The position statement notes that use of brain function monitors along with other patient monitoring modalities has been shown to reduce patient risk of awareness. However, not all brain monitors have been studied for their effectiveness in reducing the incidence of awareness. Because of this, individual facilities should consider clinical evidence when selecting brain monitors for use to reduce risk of awareness.

Other monitoring may not be as essential, but can provide valuable feedback to healthcare providers.

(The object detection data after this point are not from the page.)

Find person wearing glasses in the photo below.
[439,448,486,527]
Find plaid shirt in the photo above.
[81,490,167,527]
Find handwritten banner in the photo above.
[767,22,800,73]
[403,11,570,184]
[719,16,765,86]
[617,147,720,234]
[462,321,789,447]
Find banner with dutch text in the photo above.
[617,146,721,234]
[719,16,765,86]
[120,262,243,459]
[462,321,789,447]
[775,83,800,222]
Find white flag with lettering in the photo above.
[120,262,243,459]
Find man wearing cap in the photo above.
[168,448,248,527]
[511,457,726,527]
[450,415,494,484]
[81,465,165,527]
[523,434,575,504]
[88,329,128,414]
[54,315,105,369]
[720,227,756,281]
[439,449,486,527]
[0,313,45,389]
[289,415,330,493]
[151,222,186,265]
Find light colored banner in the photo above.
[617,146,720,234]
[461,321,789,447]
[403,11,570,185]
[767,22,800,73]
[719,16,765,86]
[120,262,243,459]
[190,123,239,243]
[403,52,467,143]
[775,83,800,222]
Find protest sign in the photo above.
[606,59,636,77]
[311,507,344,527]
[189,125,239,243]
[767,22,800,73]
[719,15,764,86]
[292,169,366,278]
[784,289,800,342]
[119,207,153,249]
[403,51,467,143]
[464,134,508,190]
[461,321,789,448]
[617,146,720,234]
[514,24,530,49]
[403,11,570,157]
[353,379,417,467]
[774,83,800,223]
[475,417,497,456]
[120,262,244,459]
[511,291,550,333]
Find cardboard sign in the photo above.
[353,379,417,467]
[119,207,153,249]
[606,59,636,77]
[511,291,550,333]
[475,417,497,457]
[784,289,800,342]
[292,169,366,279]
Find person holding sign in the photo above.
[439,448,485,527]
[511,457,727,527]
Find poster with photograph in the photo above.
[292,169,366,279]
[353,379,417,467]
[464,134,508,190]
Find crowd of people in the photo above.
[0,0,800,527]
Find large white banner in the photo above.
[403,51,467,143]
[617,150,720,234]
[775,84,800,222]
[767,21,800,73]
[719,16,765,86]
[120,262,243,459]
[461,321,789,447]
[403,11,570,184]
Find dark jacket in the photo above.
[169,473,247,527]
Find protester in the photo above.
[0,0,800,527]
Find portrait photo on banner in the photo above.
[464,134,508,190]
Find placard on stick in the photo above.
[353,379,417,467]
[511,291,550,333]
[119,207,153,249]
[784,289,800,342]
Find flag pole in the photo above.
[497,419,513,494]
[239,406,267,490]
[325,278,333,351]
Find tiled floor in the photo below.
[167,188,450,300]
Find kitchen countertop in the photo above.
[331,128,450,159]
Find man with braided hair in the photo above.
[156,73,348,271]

One device is useful to orthopedic surgeons, as it utilizes nanotechnology to monitor the healing of hip implants. A self-powered wireless microsensor for monitoring the bone healing process after surgery was created by engineers from the University of Alberta. The device may even reduce the wait time for patients needing artififcial joint implants, according to Walied Moussa, a professor in the university’s department of mechanical engineering.

According to a press release issued by the university, the monitor measures how well the bone grows and attaches to the surface of the implant, which creates better xation and joint stability — or osseo-integration. The implant measures that osseointegration. It uses the natural movement of the patient’s body as its power source, and remains dormant until a doctor asks it to transmit data.

The device will also cut down the need for X-rays to monitor bone functionality, reducing costs and exposure to radiation, and can detect and identify bone loss before it is even visible on a radiograph. It will not only monitor bone healing at the time of surgery but also can determine when implants are worn out and need to be replaced.